小中学生の頃、父に書道を習ったこともあったが、私は絵に惹かれ、高校では美術を選択した。専門学校を経て、現在は病院で看護師として働いている。投薬や観察のミスが患者さんの命に直結する医療現場では、常に「間違えてはいけない」という緊張が続く。針を刺し、点滴を確認し、モニターを見守る日々の中で、心が休まる暇はない。
父が大阪市立美術館へ誘ってくれたのは、私が月一、二回の水彩画教室に通い始めた頃だった。年代も職業も異なるメンバーが思い思いに絵筆を走らせる、その静かな時間を私は大切に思うようになった。
父のことを思い出したので、部屋に飾る書を替えようと桐の箱を開けたとき、一枚の絵はがきが出てきた。父が美術館で熱心に見入っていた作品と同じものだ。はがきには「上村松園《晩秋》」とある。

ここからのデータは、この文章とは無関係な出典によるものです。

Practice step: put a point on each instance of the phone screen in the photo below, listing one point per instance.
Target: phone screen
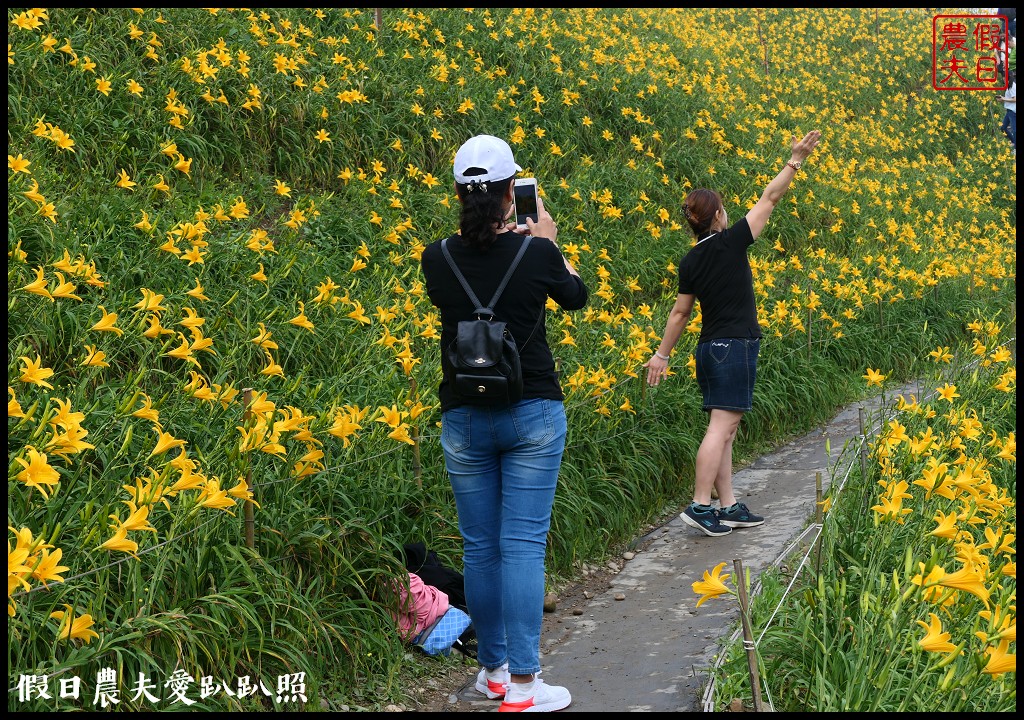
(525, 204)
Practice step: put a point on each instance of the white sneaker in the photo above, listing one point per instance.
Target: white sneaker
(493, 683)
(536, 696)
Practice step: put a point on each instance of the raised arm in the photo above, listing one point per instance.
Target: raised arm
(757, 218)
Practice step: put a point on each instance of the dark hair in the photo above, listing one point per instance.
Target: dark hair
(699, 208)
(482, 209)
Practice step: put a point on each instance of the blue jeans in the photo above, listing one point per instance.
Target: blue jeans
(503, 464)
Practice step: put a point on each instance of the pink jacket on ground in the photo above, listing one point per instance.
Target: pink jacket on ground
(420, 606)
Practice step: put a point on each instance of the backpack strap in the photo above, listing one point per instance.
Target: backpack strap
(501, 288)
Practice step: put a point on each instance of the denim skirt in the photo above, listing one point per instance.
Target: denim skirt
(726, 370)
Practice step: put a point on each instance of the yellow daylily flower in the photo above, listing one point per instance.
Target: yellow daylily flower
(873, 377)
(935, 640)
(34, 373)
(124, 180)
(37, 472)
(166, 441)
(49, 568)
(713, 584)
(72, 628)
(120, 542)
(38, 286)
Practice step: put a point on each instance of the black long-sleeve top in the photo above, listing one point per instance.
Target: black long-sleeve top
(541, 273)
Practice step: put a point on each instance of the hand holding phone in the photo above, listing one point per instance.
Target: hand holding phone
(524, 196)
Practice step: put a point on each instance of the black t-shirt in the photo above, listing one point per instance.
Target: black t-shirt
(541, 273)
(718, 272)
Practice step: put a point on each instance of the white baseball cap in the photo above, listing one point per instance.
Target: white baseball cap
(486, 153)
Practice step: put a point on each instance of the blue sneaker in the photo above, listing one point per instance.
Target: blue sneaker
(739, 516)
(706, 521)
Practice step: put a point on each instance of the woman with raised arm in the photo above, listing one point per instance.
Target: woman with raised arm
(717, 273)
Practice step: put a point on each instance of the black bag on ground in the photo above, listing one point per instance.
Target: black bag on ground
(484, 357)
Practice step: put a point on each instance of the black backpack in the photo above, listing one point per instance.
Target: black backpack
(484, 357)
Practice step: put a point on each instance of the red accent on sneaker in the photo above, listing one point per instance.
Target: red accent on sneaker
(519, 707)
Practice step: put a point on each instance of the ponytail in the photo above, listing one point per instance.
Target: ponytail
(482, 211)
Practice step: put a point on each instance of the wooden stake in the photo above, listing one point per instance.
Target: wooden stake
(810, 324)
(417, 468)
(752, 658)
(250, 520)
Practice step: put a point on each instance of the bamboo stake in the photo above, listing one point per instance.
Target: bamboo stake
(810, 324)
(752, 659)
(250, 521)
(818, 518)
(417, 468)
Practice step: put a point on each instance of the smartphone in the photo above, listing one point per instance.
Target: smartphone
(524, 194)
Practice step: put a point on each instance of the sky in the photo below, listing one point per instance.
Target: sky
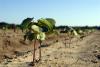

若い女性が縁側の障子を閉めている絵だと思っていたが、よく見ると障子の破れを花形の紙で繕っているところだった。
これまで女性の髪型や青い着物、緑の帯ばかりに目が行っていたが、父が見つめていたのは、女性の背後に広がる真っ白な障子だったのかもしれない。日々の激務をこなす中で、私もまた、その静謐な白い空間に強く惹かれるようになっている。
私が水彩画に惹かれ、父が書道を極めようとしたのも、この「余白」を求めていたからではないか。そう思って改めて父の書を見ると、これまで黒い墨で書かれた文字ばかりを追っていたことに気づかされる。墨を走らせることは、同時に白い余白の形をデザインすることでもある。
この余白にこそ、父の思いが深く刻まれているにちがいない。